Semana passada eu tinha dormido, hoje acordei. O sonho que sonhei era lindo, com cinema, flores, sorvete, beijos, chuva, promessas e todas aquelas pieguices que muitos conhecem quando estão encantados. Mas a realidade sempre interrompe. E para quem acha que sabe amar ela é normal, já os apaixonados fazem de tudo para torná-la bela e inesquecível, os que sofrem ou gostam de sofrer fazem dela inspiração para sua dor, já os fracos concordam que a realidade é cruel e atrapalha qualquer sonho, e os ditos fortes procuram vive-la em toda a sua essência sem buscar sonhos e outras fantasias. O problema é que a realidade acostuma, tira a venda dos olhos dia após dia, devagarzinho.
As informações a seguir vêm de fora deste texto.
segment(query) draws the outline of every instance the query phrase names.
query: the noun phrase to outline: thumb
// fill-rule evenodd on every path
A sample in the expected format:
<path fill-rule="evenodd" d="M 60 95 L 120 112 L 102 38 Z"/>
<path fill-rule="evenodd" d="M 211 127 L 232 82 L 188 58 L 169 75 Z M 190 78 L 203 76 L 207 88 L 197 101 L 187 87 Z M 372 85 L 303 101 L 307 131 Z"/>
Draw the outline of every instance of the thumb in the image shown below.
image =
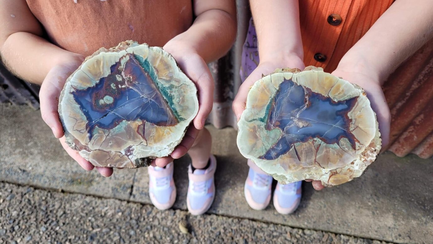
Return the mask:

E todos têm a mesma impressão monótona de sempre. Com os mesmos sonhos de novo. Sonhos de voltar a dormir e nunca mais acordar. Eu já dormi profundo, quase um coma, com pesadelos que não queriam cessar, já tive sonos leves como o da semana passada, mas pior mesmo é ter insônia. Agora estou acordada e pronta para dormir e sonhar de novo. Dessa vez o sono dos justos, sonhando com anjos e trombetas e nuvens de algodão doce.

domingo, 20 de julho de 2008

Mulher sem razão

Julho. Inverno. Dia frio, com pouca alegria, mas nenhuma tristeza. As paisagens na janela do ônibus imitam a vida: monótona e veloz. Pela manhã escuto as ondas e me pergunto: o amor existe? Acordo cedo, o sol não conseguiu me queimar hoje. Hora de voltar para casa, a pequena grande cidade, de novo. A casa está a mesma, poeira, poeira, as pessoas também, as mesmas. Limpo os livros, guardo as tralhas e revivo os dias anteriores, ao telefone, que saudades de falar! Conselhos... ”você precisa aprender a ser que nem eles”. Fome. Preciso de ar, de tudo arrumado como eu gosto, preciso de comida, amigos, livros, música, cinema, saúde, boa conversa, paz, internet, meu gato, uma câmera digital, diversão, dinheiro, vagabundagem, drogas, sexo, amor, chocolate, café com leite, e de você por enquanto... Por enquanto... Até que mais um apareça. Até que mais coisas apareçam. Necessidade. Tem uma música que não sai da minha cabeça. Meu quarto, minhas roupas estão sujas. Meu ouvido dói de escutar. Falta de paciência. Nem sempre as pessoas mudam. Felizmente ou infelizmente? Não senti saudades de coisas ruins. O gato se espreguiça no sofá, qual será seu nome mesmo? Vida boa. Mais frio. Dormir na minha cama hoje. Finalmente. O bolo da vovó. Que vidro enorme de azeite! Como estão cozinhando sem cozinha? A casa está realmente um caos, mas continua a mesma. Eu assisto TV, mas não presto atenção, posso parar de pensar desse jeito, penso. Uma espécie de meditação. Em que lugar estava? O que vou fazer amanhã? A viagem foi boa? Devo ligar? Mais rotina. Quero café, só tem coca. Desligo o celular, não devia ter ligado. Seria o amor um estado de dependência? Mais um texto. Esse computador é uma lesma. Mais conselhos... “você precisa ser mais racional”. Seria eu uma “Mulher sem razão”? Risos. E ela (a música) não me sai da cabeça... “saia desta vida de migalhas...” Cantarolando.